Mit freundlichen Grüßen

T. Ölpel
Support-Techniker
Support Team


Ich konnte mein Glück kaum fassen. Morgen sollte tatsächlich ein Techniker aus Fleisch und Blut meine unwürdigen Räume betreten und Abhilfe schaffen. Nötig war es allemal, denn die Schwerkraft ließ weiter nach. Ich meldete meinem Arbeitgeber einen weiteren unbezahlten freien Tag, beantwortete die Fragen der Mail wahrheitsgemäß und wandte mich wieder dem Fragebogen zu.

Am nächsten Morgen stand der Techniker tatsächlich in der Wohnung. Er hatte jede Menge Instrumente, Kabel und Schläuche dabei. Ohne sich lange mit Begrüßungsfloskeln aufzuhalten machte er sich ans Werk. Verlegte Kabel, schloss Instrumente an und schüttelte das kleine Köpfchen hin und her. „Zu wenig Schwerkraft“, konstatierte die geschulte Fachkraft. Er begann seinen Krempel zusammenzupacken. „Und was passiert jetzt?“ wollte ich wissen. „Sie hören von uns.“ Sprach er und entschwand. 

Am Tag darauf bekam ich wieder Post auf dem elektronischen Weg.

Unser Techniker-Besuch
Sehr geehrter Herr Jansen,

leider müssen wir Ihnen mitteilen, dass uns gestern ein bedauerlicher Fehler unterlaufen ist.

Ihr Ticket 3487657-B56 wurde bereits 41 Tage vor Fälligkeit von unserem Service-Techniker an Stelle des Tickets 3478657-B56 bearbeitet. Daher werden sämtliche Ergebnisse des gestrigen Techniker-Besuchs dem Inhaber des Tickets 3478657-B56 zur Verfügung gestellt. Wir fordern sie auf, diese Ergebnisse selbst nicht mehr zu verwenden.

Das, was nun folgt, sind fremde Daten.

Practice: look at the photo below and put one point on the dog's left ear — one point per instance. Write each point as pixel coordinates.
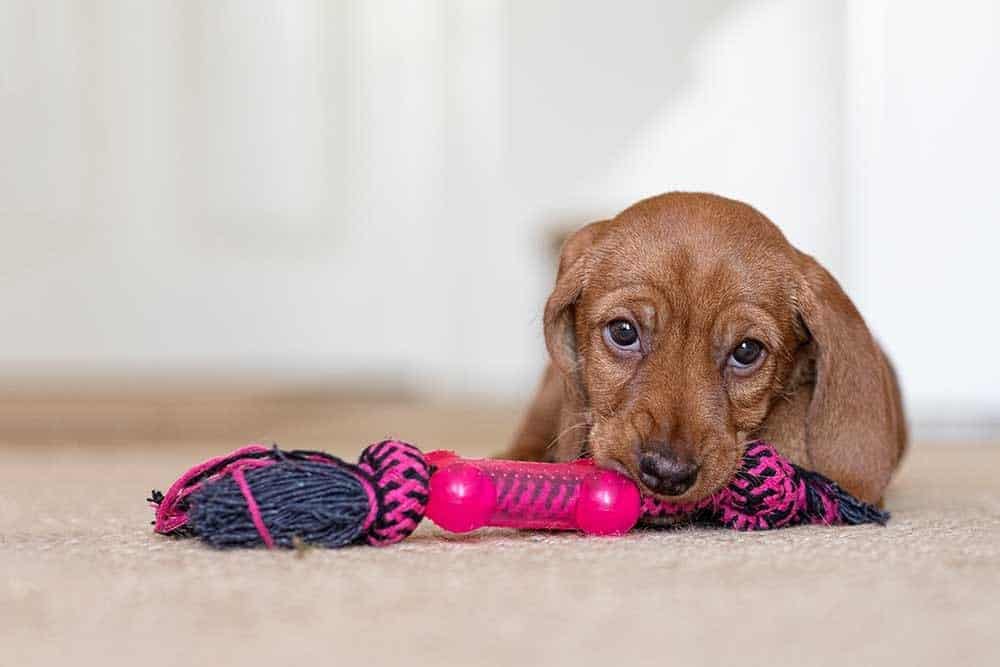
(560, 326)
(854, 424)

Andernfalls müssen wir diesen Verstoß gegen unsere AGB mit dem Ausschluss aus unserer Kundenkartei ahnden.

In etwa 6 Wochen wird sich ein Service-Techniker mit Ihnen in Verbindung setzen, um Sie über die Lösungen zum Service-Ticket 3478657-B56 zu informieren.

Wir bitten Sie, die Ihnen entstandenen Unannehmlichkeiten zu entschuldigen.

Mit freundlichen Grüßen
Ihr Service Team

Jetzt reichte es wirklich. Ich erbat die schnellstmögliche Löschung aus der Kundenkartei und wechselte noch am gleichen Tag den Anbieter. Als Begrüßungsgeschenk gab es einen Gratis-Gürtel mit Bleigewichten. Damit konnte man den temporären Ausfall der Schwerkraft immerhin ein wenig kompensieren. 

Mein bisheriger Anbieter verabschiedete sich kurz darauf mit einer letzten dreisten Mail.

Sehr geehrter Herr Kunde,

gerne würden wir Sie aus unserer Kundenkartei streichen. Nur, ein Kunde dieses Namens ist dieser Kartei nicht enthalten. Bitte senden Sie uns die Ticket-Nummer Ihrer Service-Anfrage zu, damit wir die Streichung ordnungsgemäß vornehmen können.

Mit freundlichen Grüßen
Ihr Service Team

(Vielen Dank an Martin, den Schöpfer dieser wunderbaren E-Mail-Texte.)